With symptomatic pelvic varicose veins, women commonly report having seen their family doctors complaining about chronic pelvic pain. A common condition, chronic pelvic pain means many patients have already seen gynaecologists, urologists and gastroenterologists in their search for a diagnosis. Fibroids, endometriosis, chronic pelvic and urinary infections are also common causes of pelvic pain.
How is a diagnosis made?
Diagnosis of varicose veins around the uterus or ovaries can be confirmed by an ultrasound scan or other imaging modalities, such as CT or MR scan.
What are the treatment options?
With a diagnosis of pelvic varicose veins and pelvic congestion syndrome confirmed, various types of treatment are available.
Usually supervised by a gynaecologist, in conjunction with a person’s general practitioner, hormonal treatments may be effective. Hormonal treatments aim to reduce the amount of blood flow within the pelvis by suppressing oestrogen levels.
Surgical treatments include hysterectomy, which may be appropriate in some cases.
Minimally invasive X-ray techniques, such as coiling (embolisation), are also an effective way of reducing the symptoms of pelvic congestion syndrome.

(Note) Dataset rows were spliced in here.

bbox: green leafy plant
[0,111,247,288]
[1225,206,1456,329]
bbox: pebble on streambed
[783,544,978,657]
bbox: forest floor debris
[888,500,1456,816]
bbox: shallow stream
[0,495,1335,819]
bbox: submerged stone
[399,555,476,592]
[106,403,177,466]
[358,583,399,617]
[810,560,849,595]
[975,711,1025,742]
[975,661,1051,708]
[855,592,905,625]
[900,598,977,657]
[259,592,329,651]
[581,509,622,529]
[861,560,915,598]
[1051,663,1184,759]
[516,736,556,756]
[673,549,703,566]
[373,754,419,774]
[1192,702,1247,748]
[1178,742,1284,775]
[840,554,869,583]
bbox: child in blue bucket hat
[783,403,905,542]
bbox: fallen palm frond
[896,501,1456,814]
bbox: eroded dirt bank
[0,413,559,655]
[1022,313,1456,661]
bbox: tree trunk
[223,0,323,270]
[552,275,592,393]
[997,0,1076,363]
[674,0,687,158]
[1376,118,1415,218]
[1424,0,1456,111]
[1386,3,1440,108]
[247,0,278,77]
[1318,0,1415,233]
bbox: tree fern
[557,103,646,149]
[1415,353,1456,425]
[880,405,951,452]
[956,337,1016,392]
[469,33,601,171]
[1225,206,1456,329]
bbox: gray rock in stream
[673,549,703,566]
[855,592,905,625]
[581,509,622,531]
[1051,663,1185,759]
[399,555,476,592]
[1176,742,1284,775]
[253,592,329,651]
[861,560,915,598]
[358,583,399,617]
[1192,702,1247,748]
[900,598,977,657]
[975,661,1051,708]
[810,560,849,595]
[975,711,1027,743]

Coiling (embolisation), a minimally invasive X-ray technique, seals the abnormal pelvic veins. Common veins sealed by coils include the left ovarian vein and the internal iliac veins. Pre-treatment ultrasound scans and CT to MR scans identify these abnormal veins, then seal them by coils under X-ray guidance. Typically done under local anaesthetic, coil sealing is a day procedure. Often performed at the same time as coil sealing, sclerotherapy involves introducing a small amount of varicose vein irritant in the varicose veins present in the pelvis.
Overall, treatment of pelvic varicose veins causing pelvic congestion syndrome, with coil sealing and sclerotherapy, can achieve positive improvement in a woman’s pelvic pain symptoms. Many studies report improvement in chronic pelvic pain and other pelvic symptoms following treatment. Vulval varicose veins may also respond well to treatment 1.